Maria had just got married, and being a traditional Italian, she was still a virgin. On her wedding night, she stayed at her mother's house, and was very nervous.

Her mother reassured her: "Don't worry Maria, Tony's a good man. Go upstairs and he'll take care of you. Meanwhile, I'll be making pasta."

So, up she went. When she got upstairs, Tony took off his shirt and exposed his hairy chest. Maria ran downstairs to her mother and says, "Mama, Mama, Tony's got a big hairy chest." 
"Don't worry, Maria," says the mother, "All good men have hairy chests. Go upstairs. He'll take good care of you."

So, up she went again. When she got up in the bedroom, Tony took off his pants exposing his hairy legs. Again, Maria ran downstairs to her mother, "Mama, Mama, Tony took off his pants and he's got hairy legs!"

"Don't worry! All good men have hairy legs. Tony's a good man. Go upstairs and he'll take good care of you."

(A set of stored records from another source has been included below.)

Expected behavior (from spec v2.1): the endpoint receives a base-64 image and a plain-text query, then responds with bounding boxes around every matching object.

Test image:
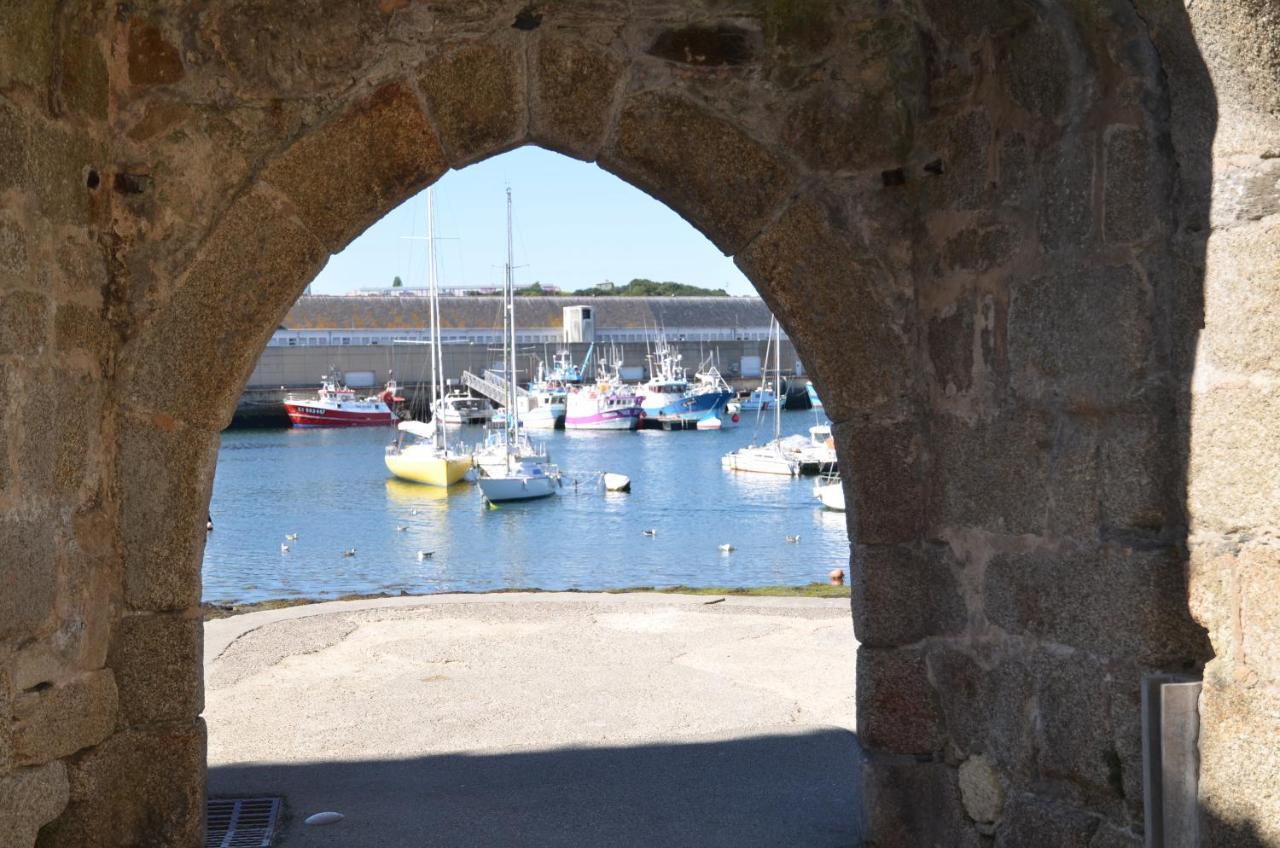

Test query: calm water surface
[204,411,849,602]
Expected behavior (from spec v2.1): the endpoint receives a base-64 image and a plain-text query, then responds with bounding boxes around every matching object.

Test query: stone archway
[0,0,1274,845]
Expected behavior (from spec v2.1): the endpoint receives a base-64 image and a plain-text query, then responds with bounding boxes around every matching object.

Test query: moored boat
[284,368,404,427]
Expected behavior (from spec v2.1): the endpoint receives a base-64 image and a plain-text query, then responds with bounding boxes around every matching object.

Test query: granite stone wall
[0,0,1280,848]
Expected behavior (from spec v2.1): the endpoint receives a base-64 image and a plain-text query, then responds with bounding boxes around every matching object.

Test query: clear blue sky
[311,147,755,295]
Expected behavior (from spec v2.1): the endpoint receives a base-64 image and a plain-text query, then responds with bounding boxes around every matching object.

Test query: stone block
[996,793,1100,848]
[13,670,119,766]
[850,544,966,648]
[1102,127,1171,243]
[118,189,325,429]
[783,86,913,172]
[735,202,914,425]
[957,754,1005,826]
[1187,380,1280,533]
[1037,135,1106,251]
[529,38,622,160]
[1197,219,1280,374]
[0,292,49,356]
[115,419,219,611]
[928,648,1037,783]
[127,18,186,86]
[929,409,1052,537]
[109,615,205,725]
[599,91,788,256]
[0,510,58,639]
[419,44,527,168]
[856,646,943,754]
[40,719,206,848]
[1009,263,1153,410]
[983,544,1208,666]
[1002,24,1074,122]
[261,83,448,253]
[0,762,69,848]
[828,422,924,544]
[861,754,983,848]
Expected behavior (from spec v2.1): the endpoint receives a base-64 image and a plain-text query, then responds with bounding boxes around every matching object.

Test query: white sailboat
[721,319,800,477]
[476,188,559,502]
[383,188,471,487]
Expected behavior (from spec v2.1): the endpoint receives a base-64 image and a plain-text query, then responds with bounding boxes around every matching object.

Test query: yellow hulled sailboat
[383,188,471,487]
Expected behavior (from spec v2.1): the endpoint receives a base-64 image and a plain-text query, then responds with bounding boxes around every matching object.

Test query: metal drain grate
[205,798,280,848]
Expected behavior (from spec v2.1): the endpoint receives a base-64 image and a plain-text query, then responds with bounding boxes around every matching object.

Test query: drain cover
[205,798,280,848]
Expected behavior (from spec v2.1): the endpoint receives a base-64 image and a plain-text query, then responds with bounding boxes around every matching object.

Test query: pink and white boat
[284,369,404,427]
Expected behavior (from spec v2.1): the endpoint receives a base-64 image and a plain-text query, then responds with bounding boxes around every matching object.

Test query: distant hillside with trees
[516,279,730,297]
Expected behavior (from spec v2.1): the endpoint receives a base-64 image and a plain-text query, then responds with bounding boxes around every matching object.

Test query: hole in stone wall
[511,6,543,32]
[649,26,754,67]
[881,168,906,187]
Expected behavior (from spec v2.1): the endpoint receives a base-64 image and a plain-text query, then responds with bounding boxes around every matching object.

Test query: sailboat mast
[503,186,518,457]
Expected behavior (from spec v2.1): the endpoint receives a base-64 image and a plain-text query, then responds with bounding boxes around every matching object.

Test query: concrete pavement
[206,593,858,847]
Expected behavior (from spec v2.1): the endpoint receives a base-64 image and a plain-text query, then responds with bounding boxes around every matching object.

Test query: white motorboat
[813,474,845,512]
[476,187,559,503]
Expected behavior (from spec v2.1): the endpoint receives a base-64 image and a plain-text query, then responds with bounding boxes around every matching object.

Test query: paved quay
[205,593,859,848]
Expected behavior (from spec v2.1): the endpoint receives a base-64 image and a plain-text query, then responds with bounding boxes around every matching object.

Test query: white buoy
[604,471,631,492]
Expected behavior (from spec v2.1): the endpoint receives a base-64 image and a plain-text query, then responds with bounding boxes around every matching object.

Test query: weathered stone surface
[419,44,526,167]
[983,544,1207,665]
[529,38,622,159]
[858,646,942,754]
[262,83,448,253]
[109,615,205,725]
[957,754,1005,825]
[0,512,58,639]
[115,416,218,610]
[40,719,205,848]
[1038,136,1093,250]
[828,422,924,544]
[850,544,965,648]
[128,19,183,86]
[929,410,1052,535]
[1102,127,1161,242]
[996,794,1098,848]
[735,202,913,425]
[1187,379,1280,533]
[0,762,69,848]
[1009,265,1152,409]
[13,670,116,766]
[120,190,325,429]
[861,756,983,848]
[0,292,49,356]
[600,92,791,254]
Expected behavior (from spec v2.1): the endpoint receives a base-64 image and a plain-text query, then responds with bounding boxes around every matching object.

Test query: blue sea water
[204,411,849,602]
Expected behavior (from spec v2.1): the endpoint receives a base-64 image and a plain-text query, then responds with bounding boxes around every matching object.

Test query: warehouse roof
[282,295,769,330]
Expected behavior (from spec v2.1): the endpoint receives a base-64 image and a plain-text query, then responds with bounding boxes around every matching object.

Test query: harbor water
[204,411,849,603]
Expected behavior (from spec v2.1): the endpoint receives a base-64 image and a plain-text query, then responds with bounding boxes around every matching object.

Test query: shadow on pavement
[209,729,860,848]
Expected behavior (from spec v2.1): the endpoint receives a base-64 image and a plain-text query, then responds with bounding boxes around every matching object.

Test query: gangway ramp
[462,371,529,406]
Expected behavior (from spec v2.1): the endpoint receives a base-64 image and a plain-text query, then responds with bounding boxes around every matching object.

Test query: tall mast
[503,186,518,460]
[426,188,444,445]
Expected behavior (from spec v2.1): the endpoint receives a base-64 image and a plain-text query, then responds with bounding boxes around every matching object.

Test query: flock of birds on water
[273,527,800,562]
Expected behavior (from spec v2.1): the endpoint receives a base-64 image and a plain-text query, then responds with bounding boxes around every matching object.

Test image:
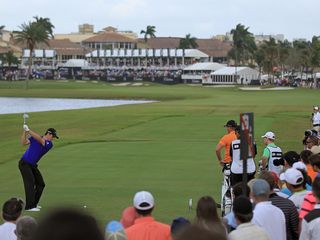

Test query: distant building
[79,23,94,34]
[138,37,232,63]
[254,34,284,44]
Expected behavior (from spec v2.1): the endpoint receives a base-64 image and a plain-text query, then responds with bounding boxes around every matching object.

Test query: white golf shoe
[26,208,40,212]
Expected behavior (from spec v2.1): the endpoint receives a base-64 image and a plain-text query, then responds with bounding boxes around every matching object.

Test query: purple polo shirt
[22,137,53,166]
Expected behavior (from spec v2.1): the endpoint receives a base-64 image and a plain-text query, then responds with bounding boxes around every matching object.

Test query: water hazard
[0,97,155,114]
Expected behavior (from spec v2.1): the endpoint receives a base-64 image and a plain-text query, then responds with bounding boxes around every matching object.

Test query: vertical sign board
[240,113,254,195]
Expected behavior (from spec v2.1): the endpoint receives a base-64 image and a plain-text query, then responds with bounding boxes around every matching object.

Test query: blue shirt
[22,137,53,166]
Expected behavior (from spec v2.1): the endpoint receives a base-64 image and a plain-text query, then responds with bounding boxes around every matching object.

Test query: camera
[304,129,318,137]
[273,158,284,167]
[302,129,318,145]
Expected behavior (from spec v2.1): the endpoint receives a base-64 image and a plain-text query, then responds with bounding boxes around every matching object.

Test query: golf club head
[23,113,29,124]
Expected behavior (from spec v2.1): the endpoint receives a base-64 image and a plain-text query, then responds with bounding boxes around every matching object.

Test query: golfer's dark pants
[230,172,256,186]
[19,159,45,209]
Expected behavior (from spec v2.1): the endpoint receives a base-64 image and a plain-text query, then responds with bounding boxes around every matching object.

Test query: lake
[0,97,156,114]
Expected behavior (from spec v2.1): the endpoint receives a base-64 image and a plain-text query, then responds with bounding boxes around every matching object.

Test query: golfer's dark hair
[259,172,277,191]
[300,150,312,164]
[312,177,320,200]
[309,154,320,168]
[287,168,311,189]
[2,198,24,221]
[232,182,250,198]
[33,208,104,240]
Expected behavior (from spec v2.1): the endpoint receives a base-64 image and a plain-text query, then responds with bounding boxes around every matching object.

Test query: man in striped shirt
[300,177,320,240]
[259,172,299,240]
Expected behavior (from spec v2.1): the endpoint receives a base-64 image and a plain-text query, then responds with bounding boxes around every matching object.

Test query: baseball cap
[261,132,276,140]
[292,161,307,172]
[133,191,154,210]
[224,120,237,127]
[282,151,300,166]
[120,206,138,228]
[105,221,128,240]
[280,168,304,185]
[252,179,270,196]
[310,146,320,154]
[46,128,59,139]
[233,196,253,215]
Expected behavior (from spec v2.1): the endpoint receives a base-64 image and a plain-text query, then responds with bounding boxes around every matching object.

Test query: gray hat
[252,179,270,197]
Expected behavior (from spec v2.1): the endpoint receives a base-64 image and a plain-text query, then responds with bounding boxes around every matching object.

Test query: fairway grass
[0,81,320,225]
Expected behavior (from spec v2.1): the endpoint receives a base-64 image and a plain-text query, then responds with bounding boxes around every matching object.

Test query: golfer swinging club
[19,124,59,212]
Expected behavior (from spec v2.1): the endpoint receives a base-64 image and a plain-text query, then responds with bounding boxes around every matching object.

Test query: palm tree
[230,24,257,66]
[15,18,54,88]
[1,51,19,67]
[260,38,279,83]
[179,33,198,49]
[33,16,54,39]
[310,36,320,88]
[140,25,156,42]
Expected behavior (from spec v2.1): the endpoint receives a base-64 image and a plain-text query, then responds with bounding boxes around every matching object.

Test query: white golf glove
[23,124,30,132]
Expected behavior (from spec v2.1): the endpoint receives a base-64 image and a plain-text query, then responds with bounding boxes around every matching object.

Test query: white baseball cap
[133,191,154,210]
[261,132,276,140]
[279,168,304,185]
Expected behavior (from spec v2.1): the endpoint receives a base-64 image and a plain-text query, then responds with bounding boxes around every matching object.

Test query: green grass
[0,81,319,224]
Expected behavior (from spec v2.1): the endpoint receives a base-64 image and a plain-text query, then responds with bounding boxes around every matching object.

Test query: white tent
[181,62,225,83]
[206,67,259,84]
[183,62,225,71]
[86,48,209,59]
[63,59,89,67]
[22,49,56,58]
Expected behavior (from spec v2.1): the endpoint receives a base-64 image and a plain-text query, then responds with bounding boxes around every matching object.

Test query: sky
[0,0,320,41]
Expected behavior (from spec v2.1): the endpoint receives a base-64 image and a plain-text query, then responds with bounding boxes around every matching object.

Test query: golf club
[23,113,29,125]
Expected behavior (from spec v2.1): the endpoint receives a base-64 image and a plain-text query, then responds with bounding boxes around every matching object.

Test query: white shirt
[231,139,256,174]
[0,222,17,240]
[299,204,320,240]
[252,201,287,240]
[229,223,270,240]
[289,190,310,212]
[312,112,320,125]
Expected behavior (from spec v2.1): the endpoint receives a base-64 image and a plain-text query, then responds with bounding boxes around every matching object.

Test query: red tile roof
[83,32,135,42]
[138,37,232,57]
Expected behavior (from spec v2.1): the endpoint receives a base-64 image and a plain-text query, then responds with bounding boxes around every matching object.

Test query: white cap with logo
[280,168,304,185]
[261,132,276,140]
[133,191,154,210]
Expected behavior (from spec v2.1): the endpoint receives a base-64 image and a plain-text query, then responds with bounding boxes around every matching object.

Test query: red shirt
[125,216,171,240]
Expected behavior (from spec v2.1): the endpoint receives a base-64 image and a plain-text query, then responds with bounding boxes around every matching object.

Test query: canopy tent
[22,49,56,58]
[205,67,259,84]
[86,48,209,59]
[183,62,225,71]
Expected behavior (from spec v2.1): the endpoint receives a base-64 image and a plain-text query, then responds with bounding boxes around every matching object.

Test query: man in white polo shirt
[250,179,287,240]
[261,132,283,176]
[280,168,310,212]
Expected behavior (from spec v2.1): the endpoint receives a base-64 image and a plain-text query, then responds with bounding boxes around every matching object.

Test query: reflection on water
[0,97,155,114]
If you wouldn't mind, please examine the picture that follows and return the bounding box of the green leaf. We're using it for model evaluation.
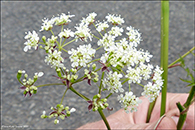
[179,78,192,83]
[187,82,195,87]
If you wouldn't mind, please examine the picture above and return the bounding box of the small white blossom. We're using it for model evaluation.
[102,71,124,93]
[70,108,76,113]
[108,26,123,37]
[97,33,115,50]
[125,67,142,84]
[58,29,74,38]
[117,92,141,113]
[96,22,109,32]
[126,26,142,47]
[75,25,92,42]
[40,18,55,31]
[24,30,39,52]
[80,12,97,25]
[106,14,125,25]
[35,72,44,77]
[54,13,75,25]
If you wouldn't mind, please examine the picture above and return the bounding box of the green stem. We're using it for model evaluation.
[37,83,64,88]
[160,1,169,116]
[62,38,78,47]
[176,86,195,130]
[168,46,195,67]
[184,86,195,107]
[146,98,156,123]
[106,93,112,99]
[98,108,111,130]
[99,71,105,94]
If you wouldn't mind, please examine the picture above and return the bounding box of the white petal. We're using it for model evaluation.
[70,108,76,113]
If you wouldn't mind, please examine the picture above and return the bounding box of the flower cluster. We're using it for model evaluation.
[118,91,141,113]
[40,13,74,31]
[106,14,125,25]
[17,12,163,124]
[142,66,163,102]
[41,104,76,124]
[24,30,39,52]
[68,44,96,67]
[45,49,64,68]
[102,71,124,93]
[17,70,44,96]
[84,69,99,85]
[88,94,109,111]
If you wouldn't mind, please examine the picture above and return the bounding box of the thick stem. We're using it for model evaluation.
[98,109,111,130]
[176,86,195,130]
[160,1,169,116]
[146,98,156,123]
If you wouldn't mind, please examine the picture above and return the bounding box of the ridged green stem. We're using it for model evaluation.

So, up she went again. When she got there, Tony took off his socks and on his left foot he was missing three toes. When Maria saw this, she ran downstairs. "Mama, Mama, Tony's got a foot and a half!"

Her Mama said,

"Stay here and stir the pasta."


----------



## Hoggy (May 8, 2002)

:lol: :lol: 
Hoggy.


----------



## j8keith (Jun 26, 2009)

:lol: :lol: :lol:


----------



## jamietd (Aug 25, 2010)




----------



## jkm308 (Aug 20, 2010)

:lol:


----------



## TTCool (Feb 7, 2005)

Not sure about 'still a virgin'. The foot and a half I agree with :lol:










Giuseppi


----------



## jamman (May 6, 2002)

:lol:


----------



## T3RBO (Dec 9, 2003)

:lol:


----------



## davelincs (Jan 1, 2010)

:lol:


----------



## Dotti (Mar 9, 2003)

:lol:


----------



## Charlie (Dec 15, 2006)

oldy but a goody :lol:


----------